Even though he should have anticipated it, Garth’s classic bear hug took Sam by surprise. “I’ve missed you,” Garth said. 

“I thought you said we hang out?”

“We do,” Garth said. “But I’ve missed the Sam you are now.” Garth shrugged. “I can’t blame my Sam for changing. It’s just nice to see that sparkle in your eye again.” He smiled and tapped Sam on the shoulder. “Take care of yourself. I’ll check on you tomorrow, though I hope you’ll be back in 2013 by then.”

“Me too,” Sam said, thinking of how much he wanted to see his brother and Cas again.

Garth was at the door when he turned back. “Hey Sam?”

“Yeah?”

“When you see Dean and Cas –” Garth’s voice broke, and he shuddered with the force of the sob he was holding back. “Hug them for me?” 

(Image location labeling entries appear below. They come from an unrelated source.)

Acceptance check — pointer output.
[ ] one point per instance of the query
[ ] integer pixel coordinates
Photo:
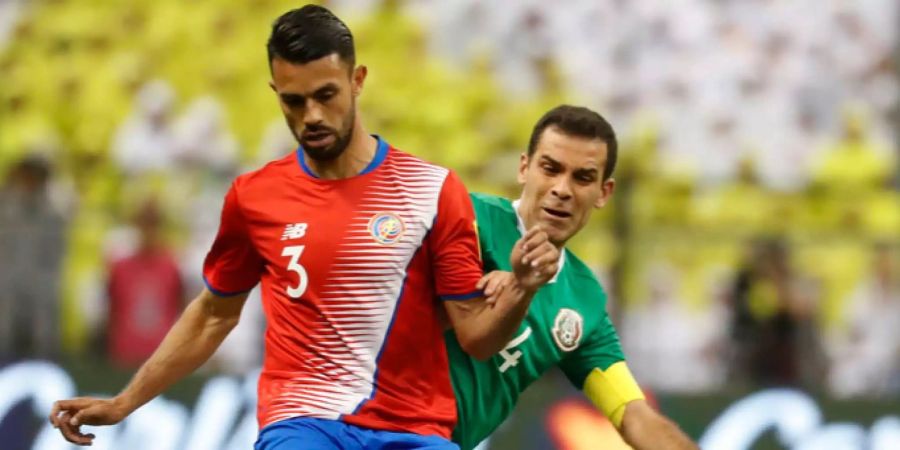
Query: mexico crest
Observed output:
(567, 329)
(386, 228)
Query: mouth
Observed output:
(318, 139)
(557, 213)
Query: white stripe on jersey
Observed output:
(360, 295)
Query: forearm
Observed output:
(191, 342)
(654, 432)
(494, 325)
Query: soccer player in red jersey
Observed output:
(365, 254)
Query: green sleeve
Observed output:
(600, 349)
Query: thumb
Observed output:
(86, 416)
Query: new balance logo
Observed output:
(294, 231)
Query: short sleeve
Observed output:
(599, 351)
(454, 242)
(232, 266)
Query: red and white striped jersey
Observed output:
(351, 273)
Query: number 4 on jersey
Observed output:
(294, 252)
(512, 359)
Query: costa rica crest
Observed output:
(567, 329)
(386, 228)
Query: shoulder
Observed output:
(492, 209)
(275, 172)
(491, 203)
(584, 281)
(400, 160)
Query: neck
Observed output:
(353, 160)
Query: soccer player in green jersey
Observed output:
(566, 174)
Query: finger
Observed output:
(481, 282)
(524, 240)
(495, 285)
(72, 433)
(534, 240)
(54, 412)
(551, 269)
(543, 255)
(65, 405)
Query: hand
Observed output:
(534, 259)
(69, 415)
(494, 283)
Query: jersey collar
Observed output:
(380, 155)
(521, 226)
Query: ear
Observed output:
(523, 168)
(607, 190)
(359, 79)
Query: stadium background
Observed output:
(752, 242)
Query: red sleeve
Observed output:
(454, 240)
(232, 265)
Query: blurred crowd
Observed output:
(754, 237)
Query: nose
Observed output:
(561, 189)
(313, 114)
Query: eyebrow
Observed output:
(545, 158)
(297, 96)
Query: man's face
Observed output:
(318, 100)
(562, 183)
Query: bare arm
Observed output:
(485, 325)
(192, 340)
(645, 429)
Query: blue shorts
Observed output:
(321, 434)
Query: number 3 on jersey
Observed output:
(294, 252)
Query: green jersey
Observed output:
(566, 326)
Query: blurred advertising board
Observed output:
(218, 413)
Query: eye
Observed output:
(293, 101)
(323, 97)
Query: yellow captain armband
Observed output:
(611, 389)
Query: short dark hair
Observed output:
(580, 122)
(309, 33)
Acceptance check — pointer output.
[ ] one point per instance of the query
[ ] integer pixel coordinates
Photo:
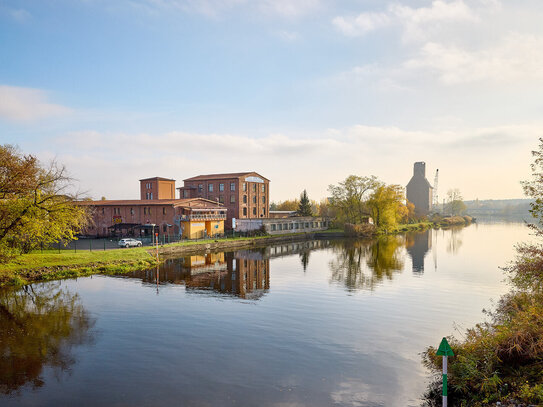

“Sure thing,” Sam said, tears standing in his eyes. 

Garth blinked, sending tears coursing down his cheeks. “Thanks, man.” He grinned his goofy, ageless, Garth grin and left. 

Sam put his face in his hands and cried.

+

Around midnight, Sam got up stiffly from his chair and worked his way over to his bathroom. He stood looking in the mirror, taking inventory of the ravages of time. 

Some of the lines around his eyes might have been from happiness and love, but the furrow in his brow and the downturn of his lips bespoke of sorrow and pain. 

Sam sighed and looked away. He didn’t want to see anymore. On that note, he needed to pee badly but didn’t particularly want to see what his nearly seventy-year-old dick looked like either. 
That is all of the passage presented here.